Een op de vijf gezinnen die gebruik maken van jeugdzorg, maken ook gebruik van andere sociaal domein voorzieningen, zoals de bijstand (Participatiewet) of dagbesteding (Wet maatschappelijke ondersteuning). Dit noemen we multigebruikhuishoudens. De kwaliteit van leven in deze gezinnen is beduidend lager dan in overige gezinnen.
In multigebruikhuishoudens hebben de ouders vaak minder hulpbronnen, zoals een goede opleiding, werk en inkomen en een goede gezondheid, dan ouders in gezinnen waarin alleen gebruik gemaakt wordt van jeugdzorg. Vooral de huishoudens die naast jeugdzorg ook gebruik maken van een voorziening uit de Participatiewet (meestal is dit bijstand) springen er in negatieve zin uit. Zij rapporteren de meeste problemen en vormen een extra kwetsbare groep.
Ouders uit deze groep multigebruikhuishoudens scoren slecht op aspecten als tevredenheid met het leven, sociale contacten, dagelijkse bezigheden en eenzaamheid. Ze stuiten vaker op problemen met bijvoorbeeld financiën, het zelfstandig voeren van een huishouden of opvoeding, maar kunnen ook worstelen met problemen als laaggeletterdheid of een ontbrekend sociaal netwerk.
De multigebruikhuishoudens vormen voor gemeenten een groep waarvoor specifieke aandacht nodig is om te voorkomen dat problemen binnen deze gezinnen verder escaleren.

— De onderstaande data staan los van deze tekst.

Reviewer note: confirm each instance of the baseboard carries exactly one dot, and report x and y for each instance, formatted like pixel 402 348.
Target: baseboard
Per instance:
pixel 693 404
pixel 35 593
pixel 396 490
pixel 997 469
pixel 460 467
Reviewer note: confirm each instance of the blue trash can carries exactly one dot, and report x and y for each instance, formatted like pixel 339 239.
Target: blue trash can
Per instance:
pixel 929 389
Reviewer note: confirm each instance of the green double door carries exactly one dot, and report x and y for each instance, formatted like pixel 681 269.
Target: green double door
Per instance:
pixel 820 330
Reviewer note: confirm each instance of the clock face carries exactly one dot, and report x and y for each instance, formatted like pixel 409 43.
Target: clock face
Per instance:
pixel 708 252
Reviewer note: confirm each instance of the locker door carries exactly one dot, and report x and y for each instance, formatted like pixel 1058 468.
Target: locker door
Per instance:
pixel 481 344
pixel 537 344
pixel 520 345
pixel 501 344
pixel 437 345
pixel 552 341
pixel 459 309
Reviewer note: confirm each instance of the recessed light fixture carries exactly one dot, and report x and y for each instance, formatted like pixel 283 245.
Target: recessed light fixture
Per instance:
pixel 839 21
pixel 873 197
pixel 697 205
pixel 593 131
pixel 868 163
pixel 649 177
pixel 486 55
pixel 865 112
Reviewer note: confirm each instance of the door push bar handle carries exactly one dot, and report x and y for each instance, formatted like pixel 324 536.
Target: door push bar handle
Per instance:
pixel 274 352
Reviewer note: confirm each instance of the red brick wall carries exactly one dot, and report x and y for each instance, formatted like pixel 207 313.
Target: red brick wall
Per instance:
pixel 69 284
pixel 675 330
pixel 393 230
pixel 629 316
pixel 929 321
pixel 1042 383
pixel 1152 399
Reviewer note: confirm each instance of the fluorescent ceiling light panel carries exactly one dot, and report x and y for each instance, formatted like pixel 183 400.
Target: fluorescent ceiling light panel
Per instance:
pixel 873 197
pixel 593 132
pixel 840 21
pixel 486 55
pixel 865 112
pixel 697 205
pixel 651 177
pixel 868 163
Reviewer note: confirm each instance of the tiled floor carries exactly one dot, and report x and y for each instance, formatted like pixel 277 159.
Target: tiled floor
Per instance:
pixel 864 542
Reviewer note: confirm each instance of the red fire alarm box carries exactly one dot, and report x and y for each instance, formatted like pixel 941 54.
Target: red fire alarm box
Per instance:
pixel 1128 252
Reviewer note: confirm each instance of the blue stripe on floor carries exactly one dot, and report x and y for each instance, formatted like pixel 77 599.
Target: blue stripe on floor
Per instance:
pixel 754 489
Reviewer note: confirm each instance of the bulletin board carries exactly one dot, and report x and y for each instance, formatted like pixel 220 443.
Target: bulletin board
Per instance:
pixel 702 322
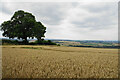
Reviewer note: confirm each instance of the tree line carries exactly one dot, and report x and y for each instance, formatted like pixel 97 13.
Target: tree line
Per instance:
pixel 23 25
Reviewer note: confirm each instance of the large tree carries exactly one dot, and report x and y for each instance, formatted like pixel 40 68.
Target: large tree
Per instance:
pixel 23 25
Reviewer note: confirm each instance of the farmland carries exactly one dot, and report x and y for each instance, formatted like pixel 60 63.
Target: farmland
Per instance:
pixel 27 61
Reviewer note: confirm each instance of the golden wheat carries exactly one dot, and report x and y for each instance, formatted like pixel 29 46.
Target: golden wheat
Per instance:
pixel 26 61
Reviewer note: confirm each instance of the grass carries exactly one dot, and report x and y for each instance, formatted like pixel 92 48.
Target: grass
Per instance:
pixel 27 61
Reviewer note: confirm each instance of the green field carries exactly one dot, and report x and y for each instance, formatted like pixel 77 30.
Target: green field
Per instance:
pixel 27 61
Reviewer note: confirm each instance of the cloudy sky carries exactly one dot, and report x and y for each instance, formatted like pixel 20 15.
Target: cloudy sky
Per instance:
pixel 83 20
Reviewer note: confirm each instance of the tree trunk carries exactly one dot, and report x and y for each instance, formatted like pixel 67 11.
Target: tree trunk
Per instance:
pixel 25 40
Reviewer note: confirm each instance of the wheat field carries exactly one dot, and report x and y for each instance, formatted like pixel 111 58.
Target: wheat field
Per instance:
pixel 25 61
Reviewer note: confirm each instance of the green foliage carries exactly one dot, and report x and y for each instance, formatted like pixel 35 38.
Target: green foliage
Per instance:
pixel 23 25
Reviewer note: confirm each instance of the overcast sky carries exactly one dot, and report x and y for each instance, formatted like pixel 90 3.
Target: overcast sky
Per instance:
pixel 70 20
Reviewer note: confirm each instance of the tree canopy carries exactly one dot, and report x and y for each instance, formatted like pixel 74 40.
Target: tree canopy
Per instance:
pixel 23 25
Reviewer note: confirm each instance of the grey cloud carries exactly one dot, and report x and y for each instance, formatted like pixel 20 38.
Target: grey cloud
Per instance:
pixel 108 16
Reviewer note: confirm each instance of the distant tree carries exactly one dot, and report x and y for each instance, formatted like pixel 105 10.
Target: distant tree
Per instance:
pixel 23 25
pixel 39 28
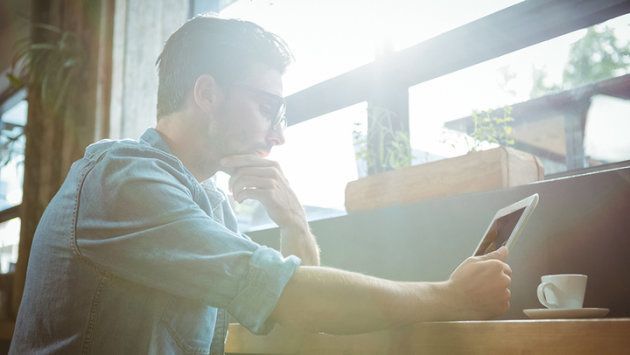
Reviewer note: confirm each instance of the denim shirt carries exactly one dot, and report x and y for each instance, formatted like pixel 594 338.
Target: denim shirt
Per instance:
pixel 134 256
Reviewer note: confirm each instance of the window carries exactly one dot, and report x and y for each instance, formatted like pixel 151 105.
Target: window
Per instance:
pixel 333 39
pixel 536 84
pixel 13 116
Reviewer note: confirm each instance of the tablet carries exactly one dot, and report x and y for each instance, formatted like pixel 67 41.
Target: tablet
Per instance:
pixel 506 225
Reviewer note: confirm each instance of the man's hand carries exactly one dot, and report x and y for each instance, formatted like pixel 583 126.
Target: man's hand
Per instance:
pixel 261 179
pixel 479 286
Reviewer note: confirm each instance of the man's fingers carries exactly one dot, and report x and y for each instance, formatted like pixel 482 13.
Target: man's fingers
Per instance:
pixel 237 161
pixel 507 269
pixel 254 194
pixel 500 254
pixel 248 182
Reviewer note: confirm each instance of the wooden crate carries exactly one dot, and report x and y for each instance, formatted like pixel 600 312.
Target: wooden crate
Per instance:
pixel 477 171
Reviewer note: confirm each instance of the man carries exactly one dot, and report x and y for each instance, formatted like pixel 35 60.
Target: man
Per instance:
pixel 138 252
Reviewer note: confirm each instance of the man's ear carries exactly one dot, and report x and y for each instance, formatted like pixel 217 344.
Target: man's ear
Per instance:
pixel 206 92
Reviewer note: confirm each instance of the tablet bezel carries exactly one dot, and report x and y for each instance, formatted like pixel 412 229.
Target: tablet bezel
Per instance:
pixel 529 203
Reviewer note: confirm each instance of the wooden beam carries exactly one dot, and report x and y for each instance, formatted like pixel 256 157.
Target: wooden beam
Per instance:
pixel 505 31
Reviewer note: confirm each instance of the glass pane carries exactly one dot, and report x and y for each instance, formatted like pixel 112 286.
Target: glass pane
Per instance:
pixel 12 144
pixel 318 160
pixel 545 86
pixel 9 242
pixel 329 38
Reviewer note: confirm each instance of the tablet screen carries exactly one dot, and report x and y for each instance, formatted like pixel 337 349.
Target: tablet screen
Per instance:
pixel 499 232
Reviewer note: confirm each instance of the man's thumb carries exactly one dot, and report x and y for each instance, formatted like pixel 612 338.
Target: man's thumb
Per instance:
pixel 500 254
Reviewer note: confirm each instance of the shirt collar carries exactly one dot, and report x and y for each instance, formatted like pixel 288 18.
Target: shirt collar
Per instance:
pixel 153 138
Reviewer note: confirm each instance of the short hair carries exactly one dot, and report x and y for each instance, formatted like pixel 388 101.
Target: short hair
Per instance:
pixel 223 48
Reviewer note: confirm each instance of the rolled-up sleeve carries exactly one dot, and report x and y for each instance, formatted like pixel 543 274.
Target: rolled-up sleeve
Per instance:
pixel 138 220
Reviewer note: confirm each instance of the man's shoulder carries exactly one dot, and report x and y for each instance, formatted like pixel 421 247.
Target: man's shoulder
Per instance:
pixel 134 157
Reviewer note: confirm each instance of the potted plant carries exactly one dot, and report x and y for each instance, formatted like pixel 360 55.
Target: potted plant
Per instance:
pixel 479 170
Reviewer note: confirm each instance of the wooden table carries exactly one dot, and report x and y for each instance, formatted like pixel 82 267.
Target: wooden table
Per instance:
pixel 563 336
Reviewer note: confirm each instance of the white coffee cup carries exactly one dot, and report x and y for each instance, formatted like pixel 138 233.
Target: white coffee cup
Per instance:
pixel 562 291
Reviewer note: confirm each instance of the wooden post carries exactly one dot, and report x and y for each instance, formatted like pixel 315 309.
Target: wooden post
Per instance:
pixel 54 141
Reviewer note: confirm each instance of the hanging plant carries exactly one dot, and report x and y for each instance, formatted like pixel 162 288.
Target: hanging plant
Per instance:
pixel 48 67
pixel 391 147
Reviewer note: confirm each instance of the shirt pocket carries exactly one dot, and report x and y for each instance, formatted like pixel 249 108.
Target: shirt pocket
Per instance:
pixel 191 324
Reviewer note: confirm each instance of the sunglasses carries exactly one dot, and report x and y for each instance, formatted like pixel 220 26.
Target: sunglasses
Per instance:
pixel 272 106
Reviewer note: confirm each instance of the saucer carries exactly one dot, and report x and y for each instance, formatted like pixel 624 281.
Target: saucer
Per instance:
pixel 547 313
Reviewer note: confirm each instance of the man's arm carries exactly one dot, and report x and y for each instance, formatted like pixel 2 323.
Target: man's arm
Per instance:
pixel 263 180
pixel 328 300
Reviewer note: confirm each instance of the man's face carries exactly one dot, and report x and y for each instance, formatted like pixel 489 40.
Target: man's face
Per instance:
pixel 244 123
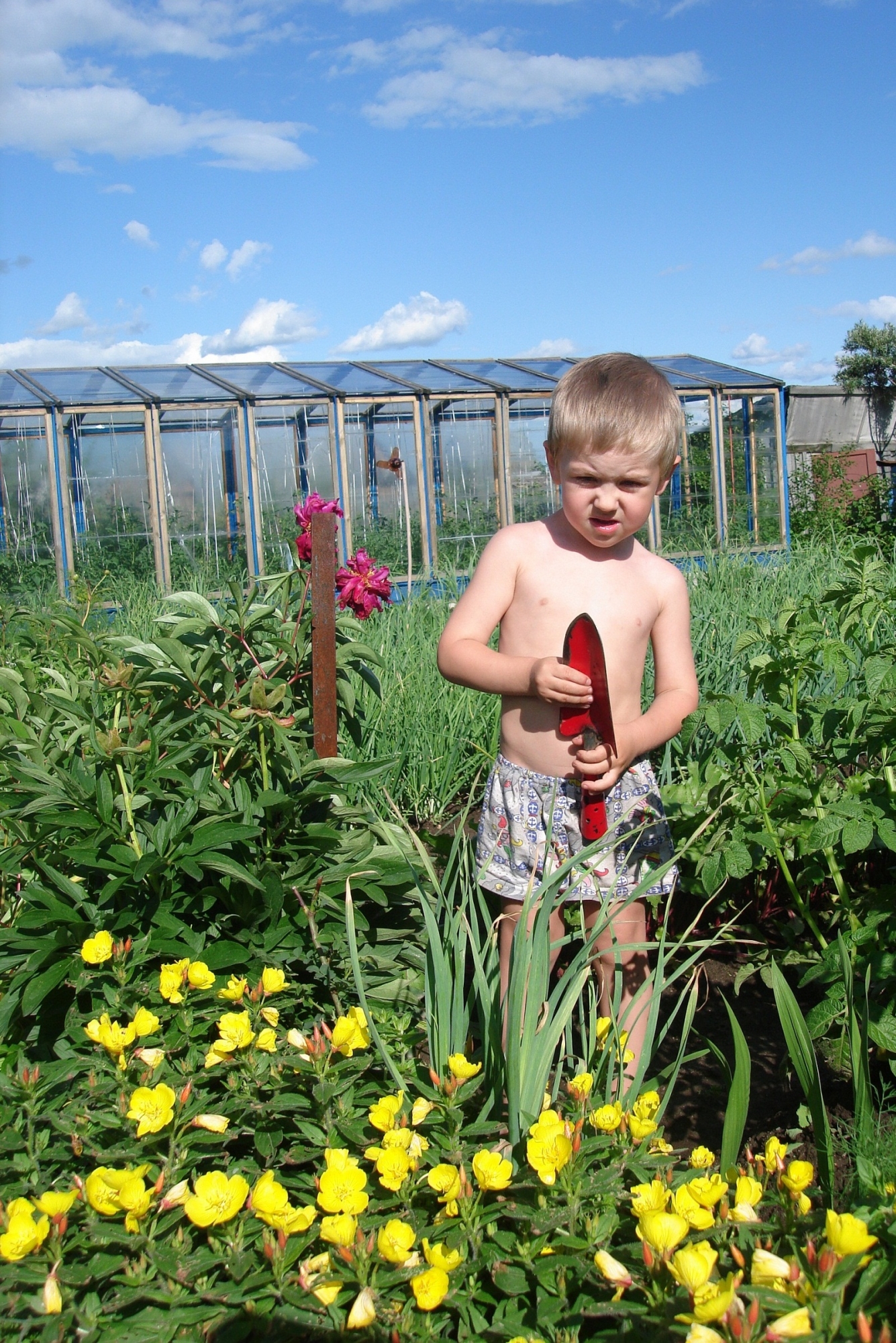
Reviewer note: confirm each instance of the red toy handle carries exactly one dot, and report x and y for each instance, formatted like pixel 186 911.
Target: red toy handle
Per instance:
pixel 593 820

De verwachting is dat door de crisis – en als gevolg de toenemende werkloosheid – het gebruik van bijstand toe zal nemen, waardoor er nieuwe multigebruikhuishoudens bij zullen komen. Een kans bij de hulp aan deze huishoudens kan zijn dat juist hier een integrale aanpak mogelijk is, omdat het multigebruik betrekking heeft op voorzieningen die allemaal onder de verantwoordelijkheid van gemeenten vallen.
Dit zijn de belangrijkste uitkomsten van de SCP-publicatie Leefsituatie van ouders met kinderen in de jeugdzorg die vandaag verschijnt. Vanwege de beschikbaarheid en mogelijkheden tot onderlinge koppeling van databestanden hebben de landelijke gegevens met name betrekking op het kalenderjaar 2017.